Sedici indagati tra manager e dipendenti di Sogin, Enea, Arpab e della Provincia di Matera. Con accuse gravissime: avevano messo su un’attività organizzata finalizzata al traffico illecito di rifiuti, disastro ambientale e inquinamento ambientale, secondo la Dda di Potenza. Tutto ruotava attorno alla gestione della Itrec, la centrale nucleare in decommissioning (in smantellamento, ndr) di Rotondelle, in provincia di Matera.

L’inchiesta del Noe dei carabinieri di Potenza – coordinato dai magistrati della procura guidata da Francesco Curcio – ha raccolto indizi nei confronti di alcuni dirigenti della Sogin, di alcuni dirigenti del centro ricerca Enea di Rotondella nonché di alcuni funzionari pubblici di enti locali incaricati di vagliare le istanze ambientali presentate dai gestori della centrale. Gli accertamenti svolti hanno evidenziato, a livello indiziario, come alcuni dirigenti di Sogin, avrebbero appreso già nel 2014, grazie alle analisi da loro stessi condotte, della grave contaminazione da tricloroetilene e cromo esavalente delle acque di falda sottostanti il loro sito e avrebbero effettuato le prescritte comunicazioni agli enti competenti solo nel 2015.

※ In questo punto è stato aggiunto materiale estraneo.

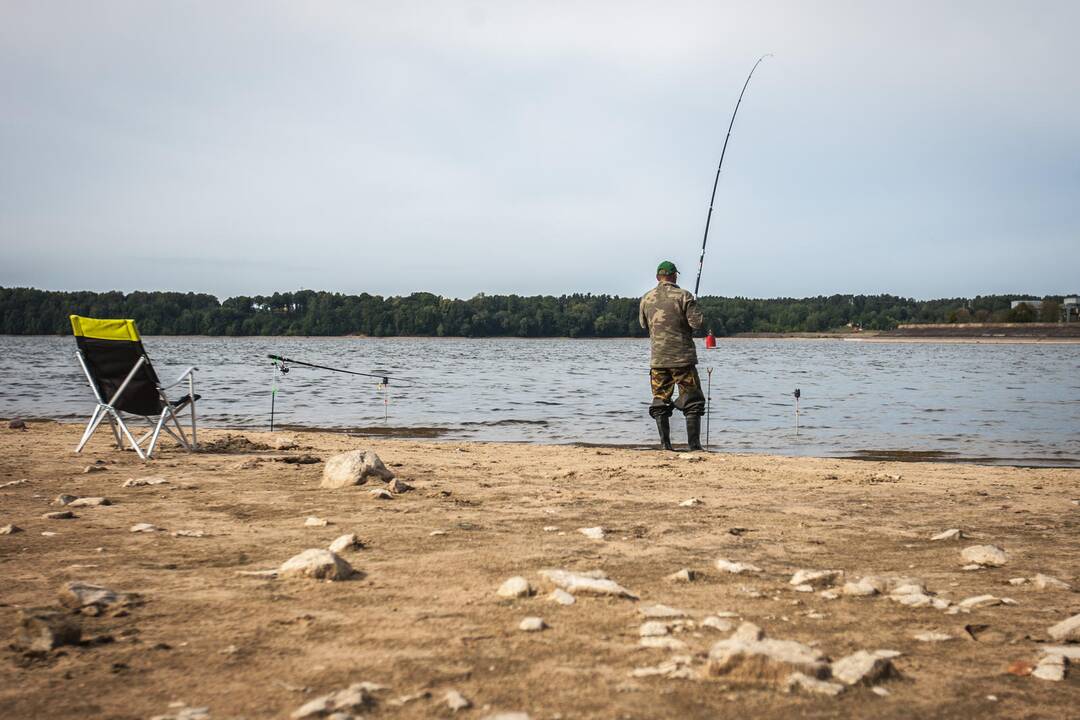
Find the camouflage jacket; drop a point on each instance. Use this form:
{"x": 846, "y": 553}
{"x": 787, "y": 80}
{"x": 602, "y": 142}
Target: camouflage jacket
{"x": 671, "y": 315}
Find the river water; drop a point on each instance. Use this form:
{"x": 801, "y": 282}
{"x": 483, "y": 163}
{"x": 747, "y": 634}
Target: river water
{"x": 1015, "y": 404}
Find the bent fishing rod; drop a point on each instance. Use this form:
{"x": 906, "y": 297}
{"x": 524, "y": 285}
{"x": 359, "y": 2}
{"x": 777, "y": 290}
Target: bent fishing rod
{"x": 701, "y": 260}
{"x": 288, "y": 361}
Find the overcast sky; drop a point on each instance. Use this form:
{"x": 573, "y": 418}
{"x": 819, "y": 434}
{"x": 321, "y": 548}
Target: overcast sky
{"x": 923, "y": 149}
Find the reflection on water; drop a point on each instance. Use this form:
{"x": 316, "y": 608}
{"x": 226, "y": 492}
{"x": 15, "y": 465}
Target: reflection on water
{"x": 995, "y": 403}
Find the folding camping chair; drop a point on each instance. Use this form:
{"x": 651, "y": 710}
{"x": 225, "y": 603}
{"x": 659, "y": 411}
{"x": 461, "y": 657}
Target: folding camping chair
{"x": 123, "y": 381}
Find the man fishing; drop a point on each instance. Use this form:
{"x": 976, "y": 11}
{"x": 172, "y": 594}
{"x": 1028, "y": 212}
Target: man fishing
{"x": 671, "y": 315}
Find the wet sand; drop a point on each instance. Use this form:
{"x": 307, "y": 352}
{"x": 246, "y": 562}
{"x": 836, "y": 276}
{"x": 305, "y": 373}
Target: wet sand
{"x": 424, "y": 616}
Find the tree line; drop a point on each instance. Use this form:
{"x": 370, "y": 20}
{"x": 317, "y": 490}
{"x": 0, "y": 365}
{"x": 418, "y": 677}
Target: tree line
{"x": 29, "y": 311}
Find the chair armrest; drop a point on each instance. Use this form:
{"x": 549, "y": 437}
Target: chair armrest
{"x": 179, "y": 379}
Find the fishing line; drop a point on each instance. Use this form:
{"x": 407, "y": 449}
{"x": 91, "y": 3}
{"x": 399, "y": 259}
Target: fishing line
{"x": 701, "y": 260}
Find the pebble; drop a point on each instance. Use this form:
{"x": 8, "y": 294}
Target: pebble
{"x": 684, "y": 575}
{"x": 662, "y": 643}
{"x": 397, "y": 486}
{"x": 661, "y": 611}
{"x": 748, "y": 656}
{"x": 737, "y": 568}
{"x": 355, "y": 697}
{"x": 1067, "y": 630}
{"x": 593, "y": 533}
{"x": 562, "y": 597}
{"x": 717, "y": 623}
{"x": 653, "y": 628}
{"x": 799, "y": 681}
{"x": 985, "y": 555}
{"x": 90, "y": 502}
{"x": 1047, "y": 583}
{"x": 142, "y": 481}
{"x": 979, "y": 601}
{"x": 531, "y": 624}
{"x": 44, "y": 629}
{"x": 1051, "y": 667}
{"x": 863, "y": 667}
{"x": 817, "y": 579}
{"x": 342, "y": 543}
{"x": 316, "y": 564}
{"x": 353, "y": 467}
{"x": 589, "y": 583}
{"x": 456, "y": 701}
{"x": 515, "y": 587}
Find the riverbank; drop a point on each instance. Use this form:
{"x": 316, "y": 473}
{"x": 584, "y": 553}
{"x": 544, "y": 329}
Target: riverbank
{"x": 423, "y": 617}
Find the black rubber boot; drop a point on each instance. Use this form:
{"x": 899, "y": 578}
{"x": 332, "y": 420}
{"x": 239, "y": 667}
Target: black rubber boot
{"x": 665, "y": 432}
{"x": 693, "y": 432}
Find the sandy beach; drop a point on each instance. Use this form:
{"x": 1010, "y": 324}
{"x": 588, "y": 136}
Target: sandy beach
{"x": 421, "y": 615}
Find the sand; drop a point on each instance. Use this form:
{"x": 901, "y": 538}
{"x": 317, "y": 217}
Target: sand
{"x": 422, "y": 616}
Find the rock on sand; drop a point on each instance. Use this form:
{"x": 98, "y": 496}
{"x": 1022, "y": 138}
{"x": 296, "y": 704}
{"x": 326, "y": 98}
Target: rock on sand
{"x": 318, "y": 564}
{"x": 353, "y": 467}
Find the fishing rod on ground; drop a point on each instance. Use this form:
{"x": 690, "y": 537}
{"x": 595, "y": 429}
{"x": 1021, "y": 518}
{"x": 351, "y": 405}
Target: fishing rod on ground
{"x": 281, "y": 366}
{"x": 709, "y": 217}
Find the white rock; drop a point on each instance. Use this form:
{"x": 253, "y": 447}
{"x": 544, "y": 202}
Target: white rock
{"x": 593, "y": 533}
{"x": 342, "y": 543}
{"x": 798, "y": 681}
{"x": 716, "y": 623}
{"x": 662, "y": 643}
{"x": 653, "y": 628}
{"x": 979, "y": 601}
{"x": 562, "y": 597}
{"x": 661, "y": 611}
{"x": 1047, "y": 583}
{"x": 515, "y": 587}
{"x": 817, "y": 579}
{"x": 684, "y": 575}
{"x": 748, "y": 656}
{"x": 456, "y": 701}
{"x": 593, "y": 583}
{"x": 865, "y": 587}
{"x": 862, "y": 667}
{"x": 531, "y": 624}
{"x": 355, "y": 697}
{"x": 1051, "y": 667}
{"x": 737, "y": 568}
{"x": 985, "y": 555}
{"x": 353, "y": 467}
{"x": 318, "y": 564}
{"x": 1067, "y": 630}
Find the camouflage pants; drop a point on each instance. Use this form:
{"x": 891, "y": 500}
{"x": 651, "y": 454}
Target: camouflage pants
{"x": 690, "y": 401}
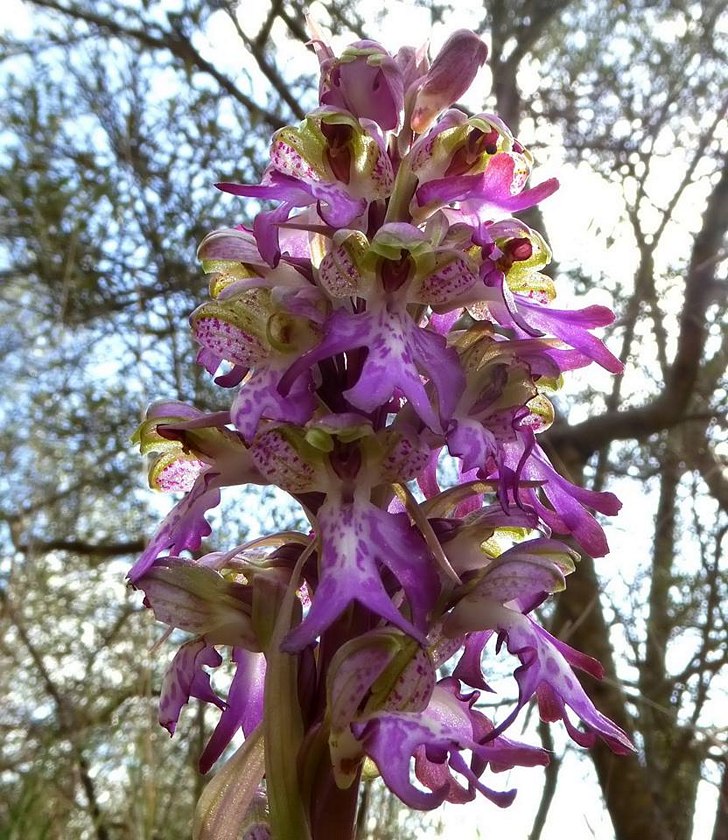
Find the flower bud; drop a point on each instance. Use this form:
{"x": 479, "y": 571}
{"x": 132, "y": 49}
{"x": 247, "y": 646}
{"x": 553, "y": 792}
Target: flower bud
{"x": 450, "y": 75}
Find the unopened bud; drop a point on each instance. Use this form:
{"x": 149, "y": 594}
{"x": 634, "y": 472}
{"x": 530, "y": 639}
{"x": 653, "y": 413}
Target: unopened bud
{"x": 450, "y": 75}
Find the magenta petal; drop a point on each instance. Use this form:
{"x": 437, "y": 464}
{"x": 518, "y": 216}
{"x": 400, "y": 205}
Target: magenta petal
{"x": 469, "y": 668}
{"x": 244, "y": 707}
{"x": 186, "y": 678}
{"x": 543, "y": 664}
{"x": 398, "y": 353}
{"x": 357, "y": 537}
{"x": 572, "y": 327}
{"x": 259, "y": 397}
{"x": 184, "y": 526}
{"x": 491, "y": 189}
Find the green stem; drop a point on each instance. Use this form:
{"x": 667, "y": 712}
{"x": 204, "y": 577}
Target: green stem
{"x": 282, "y": 719}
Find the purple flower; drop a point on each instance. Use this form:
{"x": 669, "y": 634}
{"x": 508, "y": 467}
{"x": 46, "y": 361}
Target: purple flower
{"x": 386, "y": 309}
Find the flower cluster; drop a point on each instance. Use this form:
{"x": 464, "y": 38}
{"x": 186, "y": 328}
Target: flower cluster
{"x": 386, "y": 324}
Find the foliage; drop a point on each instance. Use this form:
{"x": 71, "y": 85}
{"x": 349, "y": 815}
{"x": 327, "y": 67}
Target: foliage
{"x": 116, "y": 119}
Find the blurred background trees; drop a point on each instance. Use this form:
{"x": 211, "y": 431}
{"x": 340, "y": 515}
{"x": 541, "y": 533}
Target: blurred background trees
{"x": 117, "y": 117}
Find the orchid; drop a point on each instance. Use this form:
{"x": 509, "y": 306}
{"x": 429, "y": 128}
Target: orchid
{"x": 386, "y": 318}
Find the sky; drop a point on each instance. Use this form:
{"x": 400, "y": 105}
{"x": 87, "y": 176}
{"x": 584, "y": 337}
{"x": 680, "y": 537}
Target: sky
{"x": 577, "y": 810}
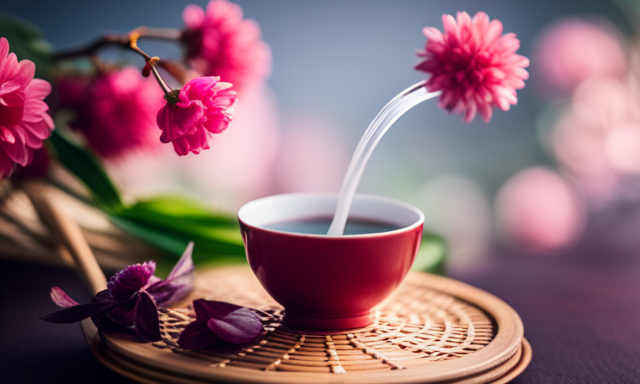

“Il complesso delle condotte contestate agli indagati oltre a determinare un ritardo nell’applicazione delle procedure di messa in sicurezza del sito, avrebbe, poi, permesso di scaricare nel mar Jonio senza alcun trattamento le acque di falda contaminate che venivano emunte dai loro sistemi di sicurezza”, ha spiegato il procuratore Curcio. Alla fine, secondo l’accusa, si giunse ad un vero e proprio “disastro ambientale” perché “lo stato di contaminazione del sito” non fu comunicato, “pure avendo il dovere di farlo, per evitare o ritardare costi aziendali e per scongiurare il clamore e le conseguenze che, sul piano amministrativo, politico, d’immagine ed economico, la notizia avrebbe suscitato”.

Gli indagati attestarono “falsamente” lo stato delle acque da scaricare, anche dal punto di vista delle autorizzazioni o dei nulla osta in possesso. La Dda potentina ha accertato anche casi di scarico di acque piovane, “di dilavamento e quelle industriali, tutte non trattate, direttamente nel fiume Sinni”. In base alle indagini, nell’Itrec sarebbe avvenuta anche la “frequente disattivazione, da parte di alcuni dirigenti del sito, delle pompe della barriera idraulica predisposta per contenere la propagazione della acque di falda contaminate”, allo scopo “di abbattere i costi energetici e di gestione dei rifiuti liquidi che sarebbero stati prodotti”. In una nota, Sogin ha spiegato che la “contaminazione non è stata generata dalle attività di smantellamento in corso” e che “non appena l’ha rilevata, ha immediatamente provveduto a denunciarla alle autorità competenti”.